1995 - Personality, belief in paranormal, and involvement with satanic practices among young adult males: dabblers versus gamers

by Omar published 2022/11/12 08:27:35 GMT-8, last modified 2022-11-12T08:27:35-08:00
Leeds, Stuart M. (1995). Personality, belief in paranormal, and involvement with satanic practices among young adult males: dabblers versus gamers. Cultic Studies Journal 12:2, 148-165

Comparison of role-playing gamers, avowed Satanists, and neither. Gamers and neithers showed no differences while Satanists did not resemble either, concluding RPG would make a poor recruiting tool for Satan worship. 18 small pages.

Abstract

Examined the relationship between fantasy role-playing games (e.g., Dungeons & Dragons) and satanic practices. 217 men completed questionnaires and were categorized as 66 fantasy role-playing gamers, 26 satanic dabblers, and 125 noninvolved controls. All Ss were measured for personality dimensions of psychoticism, extraversion, and neuroticism using the Eysenck Personality Questionnaire (EPQ)-Revised; for beliefs in paranormal phenomena using the Belief in the Paranormal Scale; and for involvement in gaming and satanic practices using the Satanic and Fantasy Envelopment survey.
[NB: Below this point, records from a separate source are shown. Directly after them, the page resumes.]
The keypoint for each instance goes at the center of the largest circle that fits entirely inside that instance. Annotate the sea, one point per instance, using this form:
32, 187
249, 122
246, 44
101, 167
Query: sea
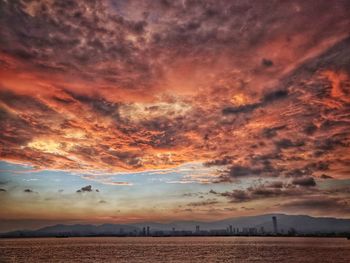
176, 249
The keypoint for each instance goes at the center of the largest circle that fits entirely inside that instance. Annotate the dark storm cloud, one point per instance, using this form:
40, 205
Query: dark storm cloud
319, 203
287, 143
324, 176
289, 113
274, 189
207, 202
304, 181
269, 97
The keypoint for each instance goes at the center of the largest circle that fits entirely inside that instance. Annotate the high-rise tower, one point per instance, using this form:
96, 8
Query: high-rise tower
274, 221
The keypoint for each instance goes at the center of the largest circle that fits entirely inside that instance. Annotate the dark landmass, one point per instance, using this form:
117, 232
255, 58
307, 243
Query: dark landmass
262, 225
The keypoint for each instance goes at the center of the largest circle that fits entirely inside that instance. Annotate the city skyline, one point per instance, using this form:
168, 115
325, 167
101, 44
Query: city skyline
134, 111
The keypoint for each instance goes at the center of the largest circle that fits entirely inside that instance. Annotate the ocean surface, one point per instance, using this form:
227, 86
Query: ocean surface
175, 249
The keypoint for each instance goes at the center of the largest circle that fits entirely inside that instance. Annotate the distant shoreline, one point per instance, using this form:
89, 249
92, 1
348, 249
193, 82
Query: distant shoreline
109, 236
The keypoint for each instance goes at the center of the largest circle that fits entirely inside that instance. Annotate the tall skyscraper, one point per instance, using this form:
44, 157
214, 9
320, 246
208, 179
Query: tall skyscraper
274, 221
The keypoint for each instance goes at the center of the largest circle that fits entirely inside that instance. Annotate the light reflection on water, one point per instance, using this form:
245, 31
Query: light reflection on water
175, 249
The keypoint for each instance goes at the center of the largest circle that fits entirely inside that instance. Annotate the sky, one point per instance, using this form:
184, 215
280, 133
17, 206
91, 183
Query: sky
128, 111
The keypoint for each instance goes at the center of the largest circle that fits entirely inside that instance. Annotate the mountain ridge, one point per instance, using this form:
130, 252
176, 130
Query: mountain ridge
301, 223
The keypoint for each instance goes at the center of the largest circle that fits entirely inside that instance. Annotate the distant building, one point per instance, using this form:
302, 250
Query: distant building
262, 230
274, 221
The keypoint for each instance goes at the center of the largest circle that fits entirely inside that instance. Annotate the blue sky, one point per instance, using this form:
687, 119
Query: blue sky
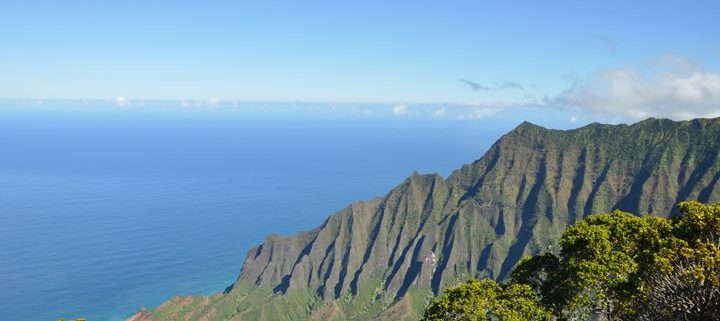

Data revealed that fantasy gamers were different from satanic dabblers in major personality characteristics, paranormal beliefs, and interest in satanic practices. Satanic dabblers were significantly higher on psychoticism, introversion, and belief in the paranormal. Evidence is not consistent with the hypothesis that fantasy role-playing games are precursors to satanic practices.